The latest figures released by market research firm IHS show that ISIS revenue has fallen by around a third since last summer, to about $55 million a month.

In order to close a yawning gap in the organization’s once-lucrative $2.9 billion oil trading scheme, ISIS has now increasingly turned to operating network of fishing farms in hundreds of lakes north of Baghdad, generating millions of dollars a month. Another source of income is the many car dealerships and factories which once belonged to the Iraqi government, but which have been captured by ISIS.

According to Homeland Security News Wire, ISIS has also begun to impose a 10 percent tax on agricultural products or any other food stuffs that enters the territory under their control.

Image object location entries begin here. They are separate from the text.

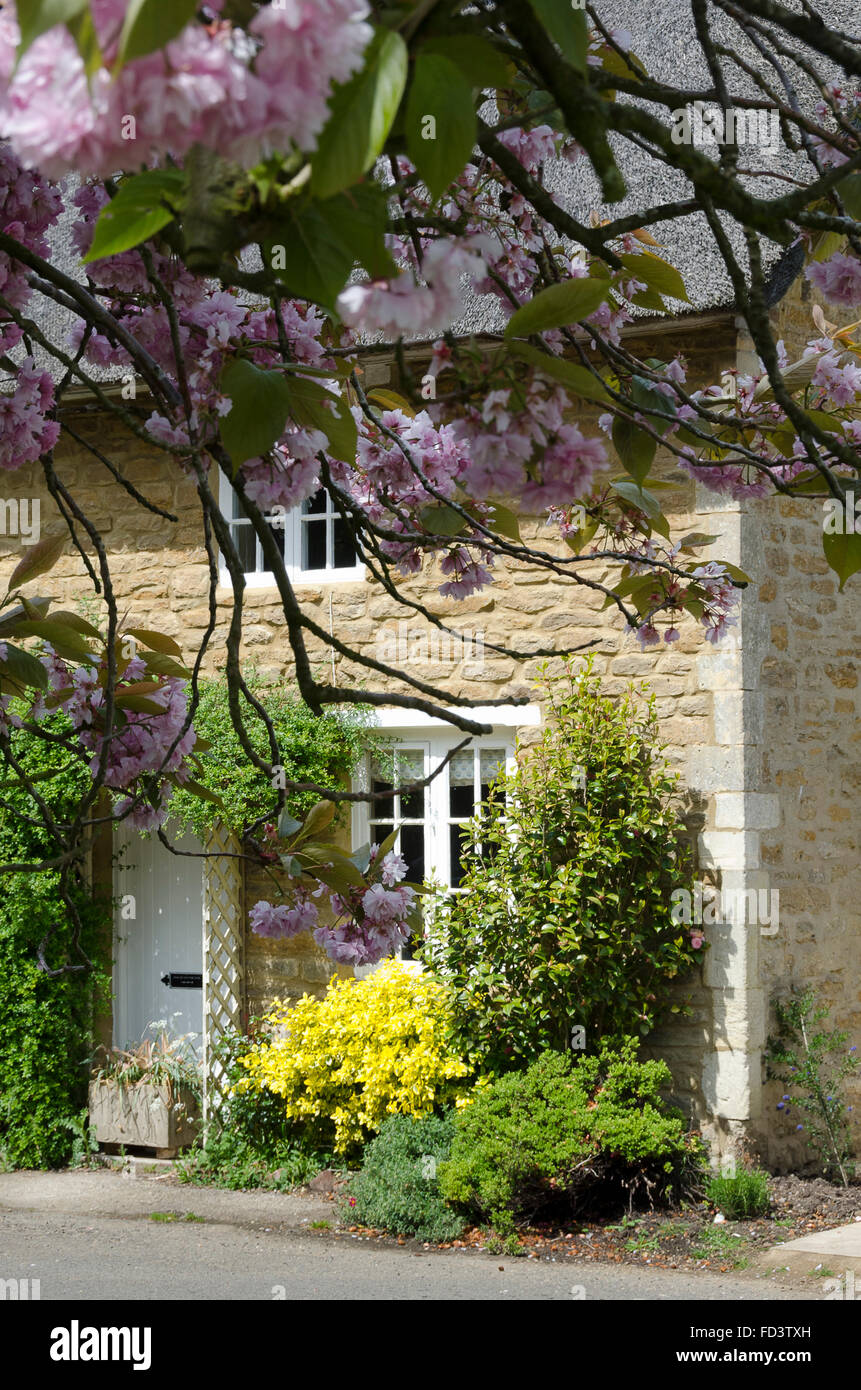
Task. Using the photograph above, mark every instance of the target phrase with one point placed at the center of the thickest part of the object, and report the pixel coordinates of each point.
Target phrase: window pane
(411, 767)
(493, 763)
(344, 549)
(455, 838)
(246, 546)
(412, 848)
(317, 503)
(278, 535)
(381, 830)
(313, 546)
(383, 809)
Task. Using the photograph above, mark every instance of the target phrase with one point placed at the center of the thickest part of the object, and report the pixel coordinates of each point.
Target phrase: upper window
(313, 538)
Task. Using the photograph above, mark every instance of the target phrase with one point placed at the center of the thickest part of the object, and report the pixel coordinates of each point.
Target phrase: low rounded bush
(740, 1196)
(398, 1189)
(369, 1048)
(570, 1136)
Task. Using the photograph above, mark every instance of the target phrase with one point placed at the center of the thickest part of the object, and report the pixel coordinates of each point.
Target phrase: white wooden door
(159, 936)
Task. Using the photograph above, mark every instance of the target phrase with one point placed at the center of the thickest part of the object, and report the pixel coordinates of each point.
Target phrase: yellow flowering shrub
(367, 1050)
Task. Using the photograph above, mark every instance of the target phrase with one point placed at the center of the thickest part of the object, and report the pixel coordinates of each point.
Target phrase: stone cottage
(764, 729)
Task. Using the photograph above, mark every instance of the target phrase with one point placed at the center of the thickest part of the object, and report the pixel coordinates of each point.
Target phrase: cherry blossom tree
(259, 193)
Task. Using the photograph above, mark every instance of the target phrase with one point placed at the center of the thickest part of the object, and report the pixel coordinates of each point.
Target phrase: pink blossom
(839, 280)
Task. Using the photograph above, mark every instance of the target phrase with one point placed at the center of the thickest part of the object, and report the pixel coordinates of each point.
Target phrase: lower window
(431, 820)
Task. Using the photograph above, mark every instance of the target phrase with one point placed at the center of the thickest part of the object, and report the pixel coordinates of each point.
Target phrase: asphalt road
(99, 1236)
(81, 1257)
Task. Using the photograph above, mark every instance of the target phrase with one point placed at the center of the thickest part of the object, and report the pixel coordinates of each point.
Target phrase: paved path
(838, 1250)
(91, 1236)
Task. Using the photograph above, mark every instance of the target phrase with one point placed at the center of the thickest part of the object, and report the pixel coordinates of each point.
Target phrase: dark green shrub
(398, 1187)
(566, 913)
(45, 1023)
(740, 1196)
(814, 1065)
(566, 1137)
(313, 749)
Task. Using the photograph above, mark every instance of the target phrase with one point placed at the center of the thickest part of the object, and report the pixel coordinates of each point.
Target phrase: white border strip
(501, 716)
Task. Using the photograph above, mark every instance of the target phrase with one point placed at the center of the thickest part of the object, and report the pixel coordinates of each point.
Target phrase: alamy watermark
(842, 516)
(708, 905)
(21, 517)
(705, 124)
(405, 645)
(20, 1290)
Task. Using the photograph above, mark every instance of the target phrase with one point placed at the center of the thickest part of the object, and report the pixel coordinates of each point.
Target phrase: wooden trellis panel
(223, 962)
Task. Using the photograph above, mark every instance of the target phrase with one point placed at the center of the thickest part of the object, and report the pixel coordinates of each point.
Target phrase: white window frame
(436, 738)
(292, 551)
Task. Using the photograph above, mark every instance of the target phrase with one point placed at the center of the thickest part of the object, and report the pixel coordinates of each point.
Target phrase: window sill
(305, 580)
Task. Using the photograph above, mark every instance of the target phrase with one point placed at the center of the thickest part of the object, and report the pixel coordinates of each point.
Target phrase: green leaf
(38, 560)
(63, 638)
(150, 25)
(648, 398)
(648, 299)
(288, 824)
(73, 620)
(481, 64)
(309, 406)
(579, 540)
(160, 665)
(84, 32)
(440, 121)
(24, 667)
(200, 791)
(636, 449)
(843, 555)
(309, 255)
(441, 520)
(141, 209)
(139, 704)
(36, 17)
(655, 273)
(319, 818)
(385, 845)
(637, 496)
(557, 307)
(850, 193)
(362, 216)
(566, 27)
(360, 116)
(157, 641)
(694, 540)
(331, 866)
(577, 380)
(260, 405)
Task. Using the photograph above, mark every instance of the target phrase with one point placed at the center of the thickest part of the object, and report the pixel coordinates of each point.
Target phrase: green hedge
(45, 1022)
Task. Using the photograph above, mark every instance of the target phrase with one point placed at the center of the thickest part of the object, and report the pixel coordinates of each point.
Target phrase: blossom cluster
(142, 745)
(239, 93)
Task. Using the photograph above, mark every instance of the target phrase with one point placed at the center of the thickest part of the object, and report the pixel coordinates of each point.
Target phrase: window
(431, 819)
(313, 538)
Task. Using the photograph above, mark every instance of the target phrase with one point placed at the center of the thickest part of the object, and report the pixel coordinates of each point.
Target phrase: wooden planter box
(143, 1115)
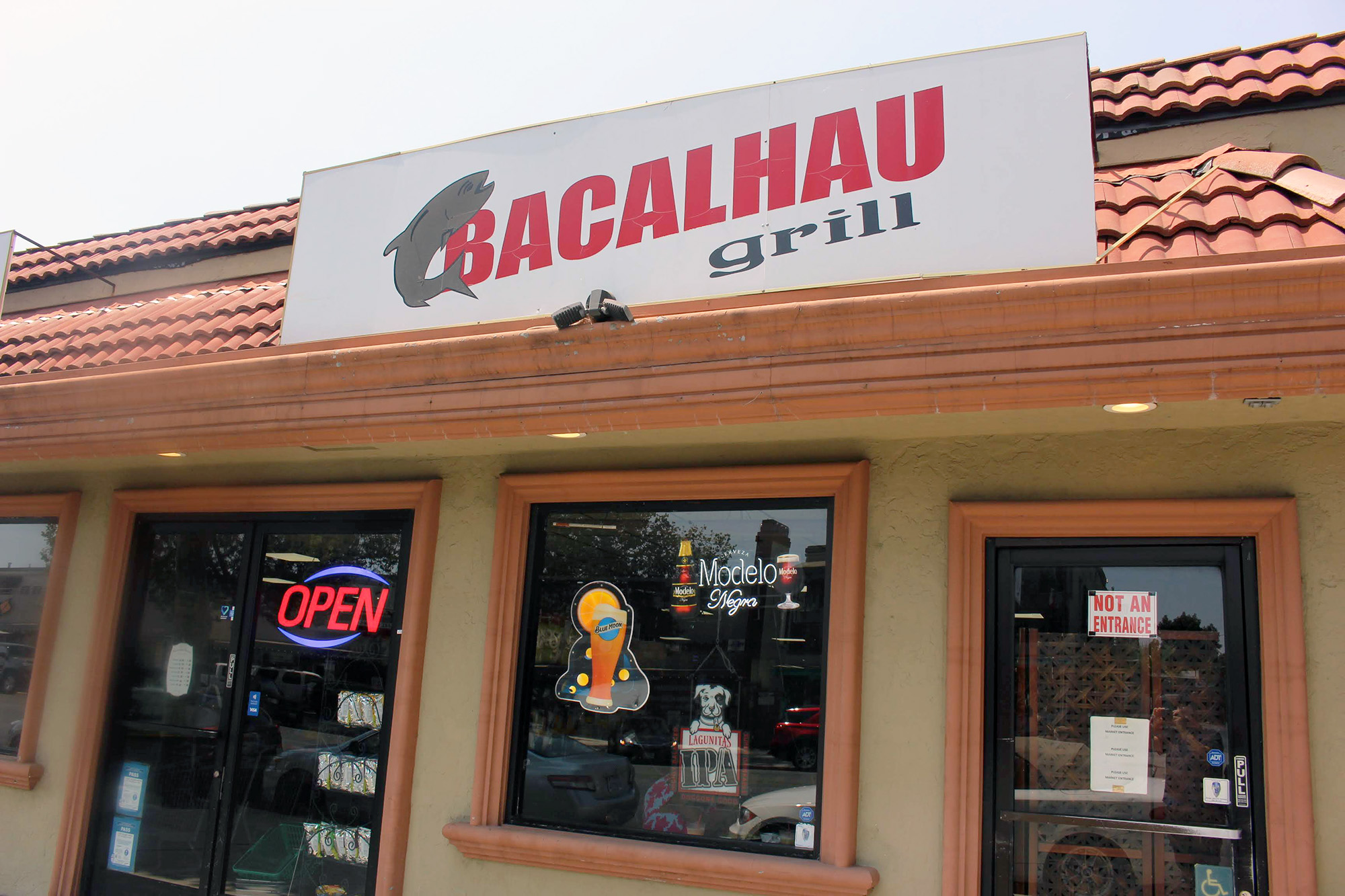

“Daesh [ISIS] treats its northern Baghdad province as a financial center; it is its primary source of financing in the capital in particular,” the report states.

Car dealerships and factories, abandoned for a while, have also been put back to work, according to the report: “In the recent period, Daesh has gone back to using government factories in the areas it controls – like Mosul – for financial returns,” the report said. However, oil smuggling from Syrian refineries is still ISIS primary source of financing.

All of the money generated by ISIS various money-making schemes is channeled to Mosul, where the organization’s equivalent of a finance ministry is located. The money is then distributed to its fighters and their family members.